8. The apparatus according to claim 4, wherein said structural part (42) of said second transfer means (40) is formed as a pocket filled with powdered graphite (70).

9. The apparatus according to claim 1, additionally comprising a pivot (44) connected to said support element (43) for permitting angular movement of said second contact plane (41) with respect to the position thereof in un-stressed condition.

10. The apparatus according to claim 10, additionally comprising an equalizing means (45) mounted to said pivot (44) for allowing displacement of said second contact surface (41) in the direction of contact.

11. The apparatus according to claim 10, wherein said equalizing means (45) is a spring (46).

12. The apparatus according to claim 10, wherein said equalizing means (45) is a piston cylinder unit (47).

13. The apparatus according to claim 12, additionally comprising a pressure accumulator (48) connected to said piston cylinder unit (47).

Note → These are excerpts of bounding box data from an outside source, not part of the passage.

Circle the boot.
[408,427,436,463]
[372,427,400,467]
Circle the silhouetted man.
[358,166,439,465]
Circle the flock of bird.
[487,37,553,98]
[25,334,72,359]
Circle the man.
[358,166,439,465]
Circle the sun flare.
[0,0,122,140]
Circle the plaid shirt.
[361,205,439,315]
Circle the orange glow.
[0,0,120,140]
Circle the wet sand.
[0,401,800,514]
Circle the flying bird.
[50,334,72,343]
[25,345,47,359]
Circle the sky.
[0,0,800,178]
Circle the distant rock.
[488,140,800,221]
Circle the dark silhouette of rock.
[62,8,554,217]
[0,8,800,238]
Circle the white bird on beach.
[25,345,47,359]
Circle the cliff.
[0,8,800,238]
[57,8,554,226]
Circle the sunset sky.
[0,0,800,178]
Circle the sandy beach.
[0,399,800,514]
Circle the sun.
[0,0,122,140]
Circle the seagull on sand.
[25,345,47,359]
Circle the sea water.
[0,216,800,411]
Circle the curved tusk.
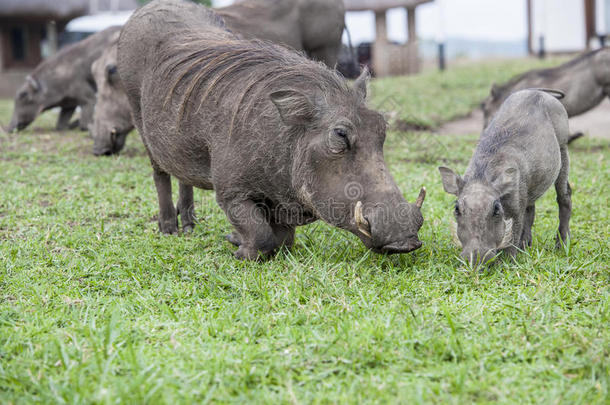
[415,187,426,208]
[450,221,462,248]
[498,218,513,249]
[354,201,373,239]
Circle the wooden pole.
[407,7,419,74]
[373,10,390,77]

14. The apparatus according to claim 13, wherein said accumulator (48) is regulated as a function of the contact pressure between said first contact plane (31) and said second contact plane (41).

15. The apparatus according to claim 13, wherein said counterelectrode (22) is connected to said structural part (32) of said first transfer means (30).

16. The apparatus according to claim 15, further comprising an electrical insulation (60) between structural part (32) and counterelectrode (22) and said outer jacket (11) of said metallurgical vessel (10).

17. The apparatus according to claim 9, wherein said equalizing means (45) is arranged on a foundry vehicle (52), said vehicle being movable for receiving said metallurgical vessel 910) and comprising means for fixation thereof in a basic position for heating.

18. The apparatus according to claim 10, wherein said equalizing means (45) is provided on a ladle rotary tower (53).

19. The apparatus according to claim 10, wherein said equalizing means (45) is arranged on a distribution trough (54).

20. The apparatus according to claim 10, wherein said second transfer means (40) is arranged within the housing (51) of a vacuum unit.